Yes, but with cashews they are only soaked for 6 hours or they’ll get slimy. (Per Nourishing Traditions.)
[Reply]
Kirstin 09.22.09 at 8:48 pm
Kelly — I’ve been looking hard for clarity on whether one must use raw nuts in crispy nuts recipes. Nourishing Traditions doesn’t provide the answer. Raw nuts are more expensive — and raw organic nuts are even worse on price. But if one buys organic nuts that have already been “processed” (i.e. heated) in some way…will the phytic acid still be largely eliminated by soaking? I end up grinding crispy nuts and using in baking a lot anyway….so I’m often going to lose the enzymes anyway….your thoughts or research on this???? Kirstin
[Reply]
KitchenKop 09.22.09 at 9:14 pm
Kirstin,
You’ve caught me smack in the middle of trying to figure out all this about nuts, too. I want to make my own nut butters, but didn’t have good luck with peanuts, so I planned to try almonds. Now I can’t figure out what to buy or where to buy them, and Kimi’s recent post (http://www.thenourishinggourmet.com/2009/09/q-a-should-we-soak-almond-flour.html) only confused me more!
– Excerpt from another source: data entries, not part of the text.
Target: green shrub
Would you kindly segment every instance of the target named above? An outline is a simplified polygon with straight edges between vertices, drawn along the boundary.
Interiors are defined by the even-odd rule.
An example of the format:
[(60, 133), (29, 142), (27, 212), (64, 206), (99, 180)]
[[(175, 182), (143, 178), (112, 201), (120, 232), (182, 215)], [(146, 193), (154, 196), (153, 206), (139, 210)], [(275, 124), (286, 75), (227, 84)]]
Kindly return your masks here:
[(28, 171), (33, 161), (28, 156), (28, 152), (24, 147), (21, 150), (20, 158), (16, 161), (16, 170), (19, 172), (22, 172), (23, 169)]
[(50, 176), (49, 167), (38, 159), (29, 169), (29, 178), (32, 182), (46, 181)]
When I have a chance to do more research on this and figure it all out, I’ll do a post on it then. I’m buried right now so it may be a while! In the meantime, if you figure anything else out, let me know, OK?
Kelly
[Reply]
Sally 02.13.10 at 10:18 am
I haven’t tried Crispy Nuts yet for a couple reasons. I’ve been confused on what kind of nuts (raw, organic, unpasteurized…?) to buy and the expense of buying them if they are all of these things. Also my oven won’t go below 170, but that seems to be okay, other than the loss of enzymes. The biggest problem then is what to buy and where to buy it. Organic Pastures sells unpasteurized almonds on-line, but are other nuts unpasteurized? It appears it’s legal to label nuts “raw” when they are pasteurized. Still searching for answers, too…
[Reply]
KitchenKop 02.13.10 at 10:33 am
Sally,
I know what you mean, this whole thing is confusing for sure. Since my oven only goes down to 170* I don’t worry about whether the nuts are raw or pasteurized, but someday when I get a dehydrator, I’ll look into this more. (And then figure out which nuts are *really* raw and which aren’t – that whole thing makes me crazy. I’m sure the ones at Organic Past. are really raw, but I’m guessing they’re super pricey especially when shipping across the U.S. is figured in, so I’ll track down a local source.)
I rarely spend the money on organic nuts, either, so basically I just buy the nuts in bulk at my local health food store and soak those.